It’s 3:14 a.m.
I’m awake. Every night for the last six months, my eyes have opened just after 3. It’s my personal witching hour when my demons come out of the closet and surround the bed whispering messages of doom. My husband sleeps on, oblivious. I’ve developed some tricks to keep the creatures at bay. I count backward, I count my blessings, I recite what little poetry I know by heart. If I start listening to the goblins, that’s it, I’m up for the duration.
What am I worried about? I have smart, healthy children, one college graduate and one in college. I have a house and a husband and a car. What I don’t have is a job. And because I’m unemployed, we don’t have job-based health insurance. My husband works hard. He works a lot. But he’s always been freelance, and he’s hardly ever had insurance. That’s what I get from my kind of work, teaching at the university level — never much in the way of salary, but benefits. Now the work has dried up, and I’m benefit-less again.

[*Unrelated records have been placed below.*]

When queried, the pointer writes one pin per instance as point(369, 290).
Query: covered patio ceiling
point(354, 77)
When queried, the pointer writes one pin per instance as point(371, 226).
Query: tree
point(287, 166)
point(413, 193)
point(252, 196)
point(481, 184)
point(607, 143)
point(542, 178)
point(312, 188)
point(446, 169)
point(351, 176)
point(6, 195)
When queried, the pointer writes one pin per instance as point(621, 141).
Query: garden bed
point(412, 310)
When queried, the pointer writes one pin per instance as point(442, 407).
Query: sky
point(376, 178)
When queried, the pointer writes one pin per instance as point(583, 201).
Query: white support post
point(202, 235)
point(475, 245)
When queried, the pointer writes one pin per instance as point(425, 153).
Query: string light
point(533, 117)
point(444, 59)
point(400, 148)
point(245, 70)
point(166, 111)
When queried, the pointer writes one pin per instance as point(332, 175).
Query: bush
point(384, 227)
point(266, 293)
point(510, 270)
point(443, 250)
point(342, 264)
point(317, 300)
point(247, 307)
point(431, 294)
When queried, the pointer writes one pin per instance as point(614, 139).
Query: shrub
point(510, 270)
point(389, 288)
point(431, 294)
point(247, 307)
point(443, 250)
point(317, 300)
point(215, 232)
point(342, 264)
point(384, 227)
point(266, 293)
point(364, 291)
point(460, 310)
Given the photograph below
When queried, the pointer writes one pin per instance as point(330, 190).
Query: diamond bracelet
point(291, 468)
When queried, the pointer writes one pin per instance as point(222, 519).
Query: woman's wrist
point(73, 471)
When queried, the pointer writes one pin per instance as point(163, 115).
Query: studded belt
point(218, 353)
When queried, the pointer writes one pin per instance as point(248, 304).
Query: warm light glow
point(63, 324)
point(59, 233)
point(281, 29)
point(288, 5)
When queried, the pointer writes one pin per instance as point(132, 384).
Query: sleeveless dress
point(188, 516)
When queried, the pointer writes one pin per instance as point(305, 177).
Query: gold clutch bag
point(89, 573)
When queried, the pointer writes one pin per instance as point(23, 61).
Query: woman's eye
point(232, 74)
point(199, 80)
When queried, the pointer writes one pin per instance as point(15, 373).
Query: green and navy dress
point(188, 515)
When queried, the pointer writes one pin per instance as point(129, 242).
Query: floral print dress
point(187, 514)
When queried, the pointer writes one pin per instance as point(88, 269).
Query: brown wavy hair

I had a great one-year appointment teaching at a California State, with wonderful colleagues and interesting students. When the school decided to make the job a permanent position, I couldn’t apply. I didn’t have the required advanced degree. Twenty years working in my field, four published books and many published articles and stories, and I wasn’t eligible to continue doing exactly what I’d been doing. I know it has to do with the school’s accreditation. My department would have kept me if it could, but it couldn’t. I looked into getting that advanced degree and was even accepted at a school nearby, but I wouldn’t have been able to have the degree “in hand” by the time the permanent job started this fall.
So I’m out of work. Again. And because healthcare in this country is tied to employment, we are out of luck. Again. I had cancer. My daughter was hit by a car and got a concussion and a fractured ankle. I know bad things can happen to me, to my family. We have to have health insurance. And we have to pay for it ourselves. And that keeps me up at night.
I was excited when the Affordable Care Act was introduced. I thought it was about time everybody in this country had insurance. I believed it was ridiculous that we’re the only wealthy, Western nation without universal care. But the Affordable Care Act is not universal care. It’s not the single-payer system I so hoped for. It’s a step in the right direction, but for people like my husband and me, who make a pretty good income, it’s unlikely to give us any kind of break. We’ll still have to pay for our insurance entirely ourselves, and I’m not optimistic the price will go down.
Thanks to the Affordable Care Act, my new insurance company can’t deny me because I had cancer. Unfortunately, at least until January, when additional provisions of the law go into effect, they can charge me for it. For my family of four, to get care comparable to what I had through the CSU, we will spend $1,500 a month, or $18,000 a year. That’s a lot of money. I have to teach a lot to make that. The insurance through my former job was fantastic. We could choose our doctors, our co-pay was low and our deductible very reasonable.